In some cases, you may want to define a custom `system_prompt` for your agent. This can help you provide the agent with some default instructions as to how to behave. For example, let's create an agent that is designed to give short bullet point answers.


In [12]:
new_agent = QueryAgent(
    client=client, collections=["Books", "Movies"],
    system_prompt="You are a helpful movies and books assistant that always responds in short, bullet point answsers."
)

For example, this time lets ask something that is about weather!

In [13]:
response = new_agent.run("I'm interested in historical fiction books, can you recommend any good ones?"
                         "Are there any films based on historical fiction?

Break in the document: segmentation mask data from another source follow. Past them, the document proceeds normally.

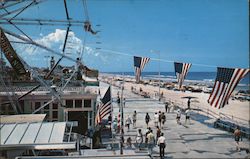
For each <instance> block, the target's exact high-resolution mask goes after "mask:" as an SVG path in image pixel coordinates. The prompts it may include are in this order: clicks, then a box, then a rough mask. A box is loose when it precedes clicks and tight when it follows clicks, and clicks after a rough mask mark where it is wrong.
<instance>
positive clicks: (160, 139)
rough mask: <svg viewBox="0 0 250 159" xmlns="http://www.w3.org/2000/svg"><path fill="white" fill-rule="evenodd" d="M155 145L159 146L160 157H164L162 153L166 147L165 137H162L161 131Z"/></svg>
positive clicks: (163, 157) (162, 133)
mask: <svg viewBox="0 0 250 159" xmlns="http://www.w3.org/2000/svg"><path fill="white" fill-rule="evenodd" d="M157 145H158V146H159V148H160V157H161V158H164V154H165V152H164V150H165V147H166V138H165V137H164V134H163V133H161V136H160V137H159V138H158V140H157Z"/></svg>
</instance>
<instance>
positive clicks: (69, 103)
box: [66, 100, 73, 108]
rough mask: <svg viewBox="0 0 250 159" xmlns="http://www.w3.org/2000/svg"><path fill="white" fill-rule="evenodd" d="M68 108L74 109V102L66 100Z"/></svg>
mask: <svg viewBox="0 0 250 159" xmlns="http://www.w3.org/2000/svg"><path fill="white" fill-rule="evenodd" d="M66 107H67V108H73V100H66Z"/></svg>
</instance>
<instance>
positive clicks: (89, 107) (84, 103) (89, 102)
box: [84, 99, 91, 108]
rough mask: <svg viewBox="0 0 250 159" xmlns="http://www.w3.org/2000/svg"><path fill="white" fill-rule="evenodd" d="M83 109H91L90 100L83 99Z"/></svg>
mask: <svg viewBox="0 0 250 159" xmlns="http://www.w3.org/2000/svg"><path fill="white" fill-rule="evenodd" d="M84 107H86V108H90V107H91V100H90V99H85V100H84Z"/></svg>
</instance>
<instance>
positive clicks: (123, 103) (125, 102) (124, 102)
mask: <svg viewBox="0 0 250 159" xmlns="http://www.w3.org/2000/svg"><path fill="white" fill-rule="evenodd" d="M125 104H126V99H125V98H123V106H124V108H125Z"/></svg>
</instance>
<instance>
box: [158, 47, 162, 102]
mask: <svg viewBox="0 0 250 159" xmlns="http://www.w3.org/2000/svg"><path fill="white" fill-rule="evenodd" d="M158 57H159V72H158V78H159V101H161V61H160V58H161V57H160V51H158Z"/></svg>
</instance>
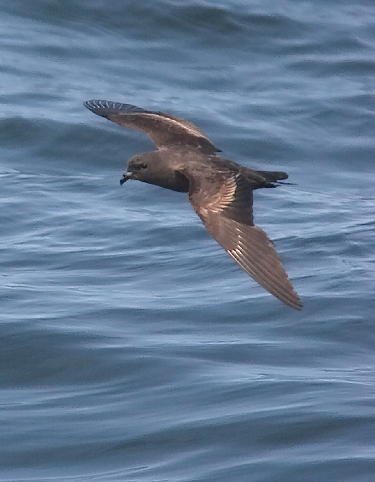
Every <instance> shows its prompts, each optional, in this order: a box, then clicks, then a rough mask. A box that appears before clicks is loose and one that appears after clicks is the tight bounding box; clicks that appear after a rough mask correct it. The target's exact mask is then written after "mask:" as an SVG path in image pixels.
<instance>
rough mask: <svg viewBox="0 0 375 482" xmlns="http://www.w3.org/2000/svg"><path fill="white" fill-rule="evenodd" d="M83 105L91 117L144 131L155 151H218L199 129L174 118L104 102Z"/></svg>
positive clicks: (192, 124) (182, 121)
mask: <svg viewBox="0 0 375 482" xmlns="http://www.w3.org/2000/svg"><path fill="white" fill-rule="evenodd" d="M84 105H85V107H87V108H88V109H90V110H91V111H92V112H94V114H97V115H100V116H102V117H105V118H106V119H109V120H111V121H113V122H116V124H120V125H121V126H124V127H130V128H131V129H136V130H138V131H140V132H143V133H144V134H146V135H147V136H149V137H150V138H151V139H152V140H153V142H154V143H155V145H156V147H157V148H158V149H163V148H170V147H172V146H178V147H186V146H188V147H193V148H197V149H200V150H201V151H202V152H203V153H204V154H215V153H216V152H218V151H219V149H217V148H216V147H215V146H214V145H213V144H212V142H211V141H210V140H209V138H208V137H207V136H206V135H205V134H204V133H203V132H202V131H201V130H200V129H198V127H196V126H195V125H194V124H192V123H191V122H188V121H186V120H184V119H180V118H179V117H176V116H174V115H171V114H166V113H165V112H153V111H149V110H144V109H140V108H139V107H135V106H134V105H130V104H121V103H119V102H111V101H107V100H89V101H87V102H85V103H84Z"/></svg>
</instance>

And on average, what's the original language that they were filmed in?")
print(response.final_answer)

- Recommended historical fiction books:
  1. "Castles, Customs, and Kings: True Tales by English Historical Fiction Authors" by Debra Brown
  2. "Post Captain" by Patrick O'Brian
  3. "People of the Book" by Geraldine Brooks
  4. "The Shadow of the Wind" by Carlos Ruiz Zafón
  5. "The Winds of War" by Herman Wouk

- Films based on historical fiction:
  1. "Hamilton" (2020)
  2. "The Lost City of Z" (2017)
  3. "The Kashmir Files" (2022)
  4. "Suffragette" (2015)
  5. "Denial" (2016)
  6. "Hostiles" (2017)

- Average original language of films based on historical fiction is predominantly English.